Cairo quality levels range from 0 to 100, with higher levels resulting in higher visual quality, but lower compression ratios. Quality level 20 is
generally a fair default, quality 0 is designed to be used for low bitrate or suffering network connections,
and quality 100 enables Cairo's near-lossless encoding mode.
The quality level of the encoder controls several important factors including the quantization range and the arithmetic precision of the pipeline. Cairo uses an adaptive quantizer that will increase or decrease the quantization factor based on the source data, but these values are centered about the global quality level.

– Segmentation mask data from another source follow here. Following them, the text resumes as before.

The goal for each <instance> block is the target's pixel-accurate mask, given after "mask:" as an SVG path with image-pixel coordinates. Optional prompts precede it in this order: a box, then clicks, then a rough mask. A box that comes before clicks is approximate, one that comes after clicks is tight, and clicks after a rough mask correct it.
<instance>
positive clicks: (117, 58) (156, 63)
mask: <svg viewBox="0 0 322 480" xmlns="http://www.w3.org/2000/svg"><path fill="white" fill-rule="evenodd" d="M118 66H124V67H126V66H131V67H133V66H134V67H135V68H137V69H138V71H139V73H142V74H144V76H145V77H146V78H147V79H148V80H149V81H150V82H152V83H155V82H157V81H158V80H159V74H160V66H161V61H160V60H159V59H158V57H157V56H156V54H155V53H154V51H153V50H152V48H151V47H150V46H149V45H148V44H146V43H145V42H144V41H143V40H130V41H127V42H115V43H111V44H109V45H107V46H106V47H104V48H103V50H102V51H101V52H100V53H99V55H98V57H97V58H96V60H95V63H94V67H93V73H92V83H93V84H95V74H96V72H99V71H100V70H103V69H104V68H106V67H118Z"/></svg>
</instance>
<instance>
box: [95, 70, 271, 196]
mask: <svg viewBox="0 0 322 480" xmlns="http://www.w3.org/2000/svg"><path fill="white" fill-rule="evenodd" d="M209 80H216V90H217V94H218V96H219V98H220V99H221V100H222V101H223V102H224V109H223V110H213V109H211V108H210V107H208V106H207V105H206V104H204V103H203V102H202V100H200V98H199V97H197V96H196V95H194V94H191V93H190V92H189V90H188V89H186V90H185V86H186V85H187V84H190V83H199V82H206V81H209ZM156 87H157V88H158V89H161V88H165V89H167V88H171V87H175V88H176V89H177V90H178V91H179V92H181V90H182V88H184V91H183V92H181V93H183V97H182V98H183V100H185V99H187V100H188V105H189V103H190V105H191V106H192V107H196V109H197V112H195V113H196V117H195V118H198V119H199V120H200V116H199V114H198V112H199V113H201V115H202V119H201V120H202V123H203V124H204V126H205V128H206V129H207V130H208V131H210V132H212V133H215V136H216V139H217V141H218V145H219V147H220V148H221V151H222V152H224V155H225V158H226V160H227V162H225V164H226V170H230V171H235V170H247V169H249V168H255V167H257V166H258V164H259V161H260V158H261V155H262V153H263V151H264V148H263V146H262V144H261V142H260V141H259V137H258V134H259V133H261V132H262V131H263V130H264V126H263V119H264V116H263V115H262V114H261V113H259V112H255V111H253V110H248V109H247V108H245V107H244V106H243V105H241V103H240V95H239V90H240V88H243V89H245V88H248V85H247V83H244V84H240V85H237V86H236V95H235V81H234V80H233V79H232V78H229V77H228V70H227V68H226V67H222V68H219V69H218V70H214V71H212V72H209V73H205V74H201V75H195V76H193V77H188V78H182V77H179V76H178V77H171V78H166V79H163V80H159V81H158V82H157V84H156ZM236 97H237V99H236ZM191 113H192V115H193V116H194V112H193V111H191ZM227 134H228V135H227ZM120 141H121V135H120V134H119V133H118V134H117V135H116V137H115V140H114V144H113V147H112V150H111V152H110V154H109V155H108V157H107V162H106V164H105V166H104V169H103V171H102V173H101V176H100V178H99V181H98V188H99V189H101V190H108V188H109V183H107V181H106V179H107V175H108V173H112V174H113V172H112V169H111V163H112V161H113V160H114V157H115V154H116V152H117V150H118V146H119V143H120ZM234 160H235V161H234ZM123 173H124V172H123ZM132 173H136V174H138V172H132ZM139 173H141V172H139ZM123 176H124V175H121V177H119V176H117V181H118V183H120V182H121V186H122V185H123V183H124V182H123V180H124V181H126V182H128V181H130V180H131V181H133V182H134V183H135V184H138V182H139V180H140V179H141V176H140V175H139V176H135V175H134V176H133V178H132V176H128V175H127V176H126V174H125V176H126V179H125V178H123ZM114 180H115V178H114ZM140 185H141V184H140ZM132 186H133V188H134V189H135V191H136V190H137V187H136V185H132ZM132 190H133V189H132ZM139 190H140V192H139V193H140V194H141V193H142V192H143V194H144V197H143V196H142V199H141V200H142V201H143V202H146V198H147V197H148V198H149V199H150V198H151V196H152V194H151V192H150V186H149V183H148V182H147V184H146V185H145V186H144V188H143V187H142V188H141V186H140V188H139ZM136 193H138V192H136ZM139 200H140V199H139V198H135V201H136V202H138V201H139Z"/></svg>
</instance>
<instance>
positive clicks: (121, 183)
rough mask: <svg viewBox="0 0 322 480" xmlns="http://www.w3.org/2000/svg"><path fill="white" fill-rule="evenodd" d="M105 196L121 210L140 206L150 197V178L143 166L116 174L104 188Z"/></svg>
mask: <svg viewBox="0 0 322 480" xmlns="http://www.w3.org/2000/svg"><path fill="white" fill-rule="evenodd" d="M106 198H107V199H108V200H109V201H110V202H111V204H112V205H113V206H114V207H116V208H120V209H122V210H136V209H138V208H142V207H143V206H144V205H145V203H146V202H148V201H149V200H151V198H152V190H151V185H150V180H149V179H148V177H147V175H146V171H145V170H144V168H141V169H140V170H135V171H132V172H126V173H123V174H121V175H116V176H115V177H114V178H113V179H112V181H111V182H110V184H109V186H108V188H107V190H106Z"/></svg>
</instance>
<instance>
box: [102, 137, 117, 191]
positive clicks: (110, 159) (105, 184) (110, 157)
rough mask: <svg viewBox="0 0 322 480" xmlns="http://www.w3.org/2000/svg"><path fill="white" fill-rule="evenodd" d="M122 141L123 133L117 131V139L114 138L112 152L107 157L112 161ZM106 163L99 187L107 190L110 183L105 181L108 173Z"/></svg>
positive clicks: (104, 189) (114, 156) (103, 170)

Our graph above shows the PSNR at various quality levels across the 1,000 frames of our trailer video. Notice that quality and PSNR have a non-linear relationship, as the gains in PSNR diminish with increasing quality levels. This data suggests the following quality levels for certain use cases:
Near-Lossless / Archival
High Quality Stream
Low Quality Stream
Suffering Network Stream
Quality also has a significant impact on the data size, with quality between 10 and 20 generally producing a low bitrate with an acceptable loss in quality.
The following images demonstrate the visual quality of Cairo across a few quality levels. Quality 100 contains only impercetible differences from the raw source video, while quality 5 contains obvious visual artifacts. When the video is viewed in motion it becomes difficult to detect any artifacts at quality 20 or above.
Differential coding is another feature that helps Cairo lower per-frame sizes. Unlike motion compensation,
differential coding is a lossless operation and does not have as dramatic an effect on overall frame size.
This is a backend process that analyzes neighboring blocks prior to serialization into the bitstream. If Cairo detects that it would be cheaper to encode the delta between two neighbors than the regular block data, it encodes that information instead.
Cairo is a fairly simple transform video codec without many modern bells and whistles. It performs only light frame analysis but still manages to produce significant cost savings. While conventional wisdom predicts the benefits of motion compensation, differential coding, and quality control, it's interesting to see their relative impact on real data. Thanks for reading!